Stokes said England should be more attacking. Despite the failure of the technique under Joe Root’s dubious leadership, it was a positive team attitude that England usually lacked.
In explaining his theory, Barclay assumed that bilateral cricket would suffer from the popularity of T20. This is both an indifferent and a financial view of more than a balance sheet: if T20 cricket thrives, administrators say it’s the longer forms of the game that should automatically suffer.
This underlines the major problem with most cricket managers – they largely pay lip service to the opinions of current and retired players. To evolve with a positive purpose, cricket administrations should work closely with FICA, the umbrella body of the international players’ associations, but they don’t. Disturbingly, India, by far the largest cricket country, does not even have a players’ association.
When Australia’s female captain, Meg Lanning, refuted Barclay’s statement, she said: “We want to be ambitious.” Cricket administrations are anything but ambitious; they slavishly follow the money trail and often shun moves that can be made for the sake of the game.
Long ago, the administrators of cricket should have organized an inclusive debate so that the game was well planned for its future. Playing the game always depends on current players and fans, not the older variant. If the modern version of Test Cricket includes fewer game days and a more attacking approach, to provide entertainment, then the older brigade shouldn’t be crying and whining.

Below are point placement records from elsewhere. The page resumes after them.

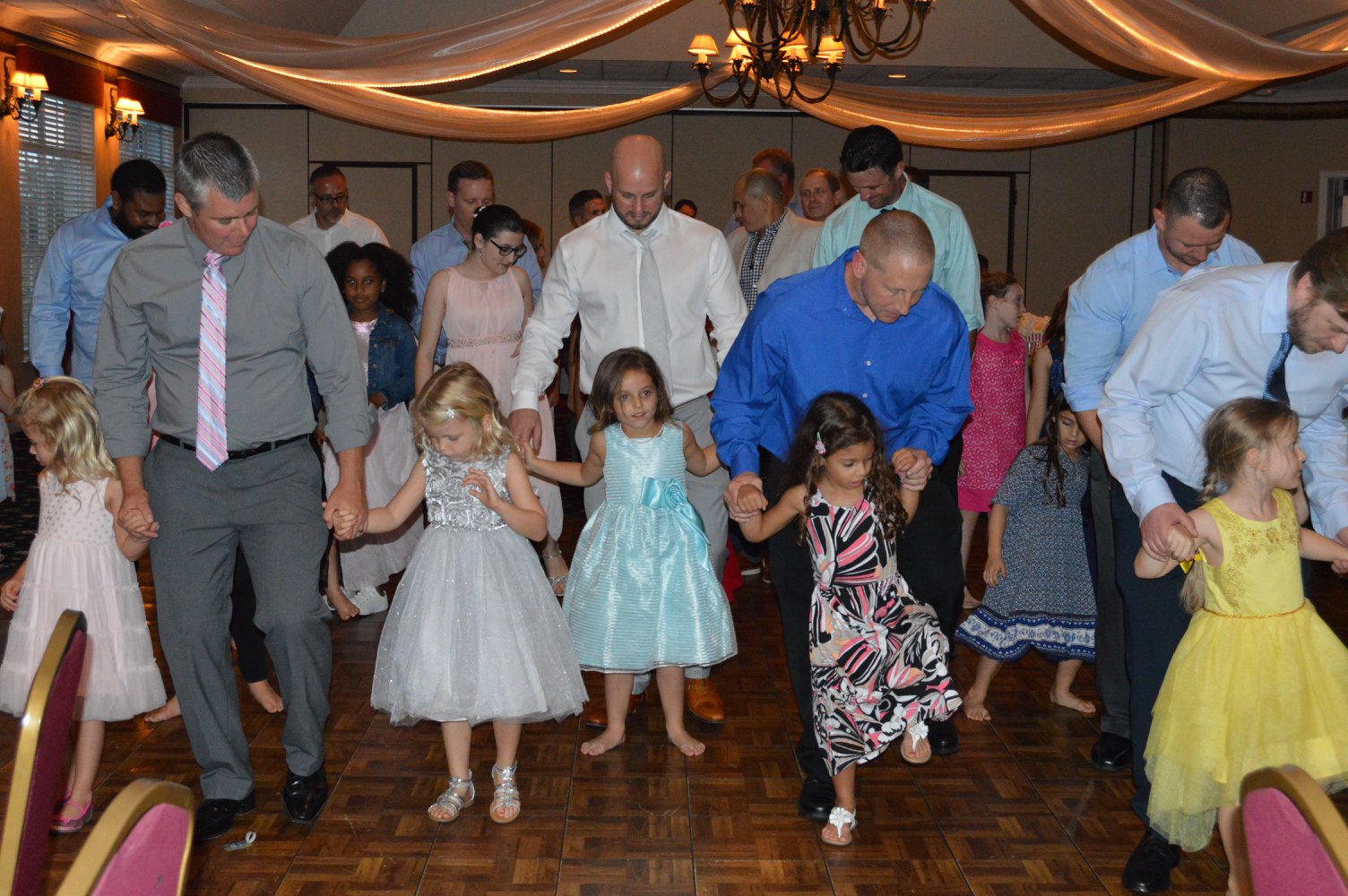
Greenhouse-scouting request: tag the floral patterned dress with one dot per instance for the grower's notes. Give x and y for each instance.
(877, 658)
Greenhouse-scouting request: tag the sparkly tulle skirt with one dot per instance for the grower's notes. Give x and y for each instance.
(475, 633)
(120, 678)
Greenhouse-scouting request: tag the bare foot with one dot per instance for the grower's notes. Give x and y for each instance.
(165, 713)
(609, 740)
(976, 711)
(1070, 701)
(342, 607)
(914, 751)
(687, 744)
(266, 695)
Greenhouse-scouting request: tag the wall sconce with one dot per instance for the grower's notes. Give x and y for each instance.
(123, 116)
(22, 92)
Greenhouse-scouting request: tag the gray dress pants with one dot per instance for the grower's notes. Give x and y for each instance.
(270, 505)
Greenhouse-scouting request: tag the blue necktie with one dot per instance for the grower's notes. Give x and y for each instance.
(1275, 387)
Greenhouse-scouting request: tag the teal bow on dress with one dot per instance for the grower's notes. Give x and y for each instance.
(670, 495)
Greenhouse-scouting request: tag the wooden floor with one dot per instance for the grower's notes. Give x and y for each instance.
(1016, 810)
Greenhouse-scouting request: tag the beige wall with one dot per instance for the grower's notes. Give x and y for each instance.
(1073, 201)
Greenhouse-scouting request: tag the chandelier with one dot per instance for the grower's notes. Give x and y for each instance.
(773, 40)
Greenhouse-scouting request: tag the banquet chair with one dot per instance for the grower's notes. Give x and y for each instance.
(43, 733)
(1296, 840)
(141, 845)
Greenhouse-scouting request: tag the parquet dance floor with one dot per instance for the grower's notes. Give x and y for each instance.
(1016, 810)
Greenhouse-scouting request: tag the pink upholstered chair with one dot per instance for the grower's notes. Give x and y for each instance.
(1296, 840)
(43, 735)
(141, 845)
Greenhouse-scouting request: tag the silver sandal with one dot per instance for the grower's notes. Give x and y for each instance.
(454, 800)
(506, 795)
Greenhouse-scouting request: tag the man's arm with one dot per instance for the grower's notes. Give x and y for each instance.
(724, 301)
(946, 406)
(1096, 305)
(1326, 444)
(53, 298)
(1162, 360)
(962, 272)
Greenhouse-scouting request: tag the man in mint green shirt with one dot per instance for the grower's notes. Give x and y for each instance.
(872, 159)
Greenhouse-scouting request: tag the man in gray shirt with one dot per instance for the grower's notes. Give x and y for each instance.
(246, 302)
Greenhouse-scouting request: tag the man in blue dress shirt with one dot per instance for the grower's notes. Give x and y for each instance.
(1106, 309)
(74, 270)
(871, 323)
(1275, 331)
(471, 187)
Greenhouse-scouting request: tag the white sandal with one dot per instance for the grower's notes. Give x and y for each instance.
(837, 820)
(454, 800)
(506, 794)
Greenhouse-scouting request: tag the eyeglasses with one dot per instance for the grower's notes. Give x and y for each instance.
(514, 251)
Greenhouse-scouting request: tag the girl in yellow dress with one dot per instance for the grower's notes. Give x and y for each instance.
(1257, 679)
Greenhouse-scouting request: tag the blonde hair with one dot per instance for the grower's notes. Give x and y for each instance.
(1232, 430)
(59, 409)
(460, 390)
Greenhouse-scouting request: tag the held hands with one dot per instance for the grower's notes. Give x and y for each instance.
(1155, 530)
(136, 518)
(10, 594)
(744, 496)
(480, 487)
(994, 570)
(912, 467)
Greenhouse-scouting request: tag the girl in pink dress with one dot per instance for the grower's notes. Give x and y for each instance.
(481, 305)
(81, 559)
(995, 433)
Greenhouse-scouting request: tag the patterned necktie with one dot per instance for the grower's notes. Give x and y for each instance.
(212, 435)
(1275, 385)
(654, 323)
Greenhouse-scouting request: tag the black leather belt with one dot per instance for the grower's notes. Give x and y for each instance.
(240, 454)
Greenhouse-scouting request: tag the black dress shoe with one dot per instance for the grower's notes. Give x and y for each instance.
(214, 817)
(1150, 866)
(1111, 754)
(817, 799)
(943, 737)
(305, 795)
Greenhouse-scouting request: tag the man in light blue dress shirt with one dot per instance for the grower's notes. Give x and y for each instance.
(471, 187)
(74, 271)
(1214, 337)
(872, 159)
(1106, 309)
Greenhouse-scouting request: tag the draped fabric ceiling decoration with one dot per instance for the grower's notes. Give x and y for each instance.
(1200, 59)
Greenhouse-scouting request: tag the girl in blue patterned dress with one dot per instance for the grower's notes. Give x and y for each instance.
(642, 593)
(877, 658)
(475, 633)
(1040, 591)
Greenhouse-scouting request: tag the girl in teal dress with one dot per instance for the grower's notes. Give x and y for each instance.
(642, 593)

For administrators, if T20 cricket thrives, the longer forms of the game should automatically suffer. This is both an indifferent and financial view
Cricket should offer the public a variety of styles so that fans have a choice. However, the players also need to have a say in which type of cricket provides the best entertainment, and then it is up to the managers to sell each product well.

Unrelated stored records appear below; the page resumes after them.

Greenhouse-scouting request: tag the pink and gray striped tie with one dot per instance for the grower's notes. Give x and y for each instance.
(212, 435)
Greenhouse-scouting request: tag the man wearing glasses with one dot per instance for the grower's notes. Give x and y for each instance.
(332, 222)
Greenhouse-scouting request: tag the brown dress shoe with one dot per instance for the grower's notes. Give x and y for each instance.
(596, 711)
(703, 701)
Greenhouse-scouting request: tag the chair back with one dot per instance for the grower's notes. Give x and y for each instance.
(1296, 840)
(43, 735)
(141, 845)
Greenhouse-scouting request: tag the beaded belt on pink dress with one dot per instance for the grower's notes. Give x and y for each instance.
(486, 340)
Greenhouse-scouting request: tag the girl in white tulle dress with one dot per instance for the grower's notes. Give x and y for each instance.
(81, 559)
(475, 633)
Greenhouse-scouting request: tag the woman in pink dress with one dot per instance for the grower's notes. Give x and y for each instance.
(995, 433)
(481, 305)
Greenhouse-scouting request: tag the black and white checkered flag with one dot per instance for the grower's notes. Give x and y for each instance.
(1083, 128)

Top level cricket is a professional game, but it is still played in a very amateurish way. The foundation of cricket administration often rests on platforms that are tired of age. The game has long been a reactive, reflexive product that relies heavily on the media, and the fans generally receive the type of game that people prefer.
This has led administrators to program more and more T20 cricket, squeezing the longer formats, of course. All this despite many young cricketers saying publicly that Test cricket is the pinnacle, and that many fans are spectacularly enjoying the deeds of the more enterprising players.
Test and 50-over cricket are both very good games, entertaining when played well. Rather than spend time with cricketers trying to figure out the best way to present their products, administrators have responded with financial interests first.
Consequently, there’s more T20 cricket, more emphasis on power, along with a ridiculous combination of better bats and shorter limits. Often bowlers are an afterthought, pretty much left to “try and find out”.
If people like Barclay get their way, more T20 cricket will be programmed. If that happens, it means that young players will eventually be pretty much forced to pick a technique that will yield a lucrative T20 contract rather than aim for a solid all-round game.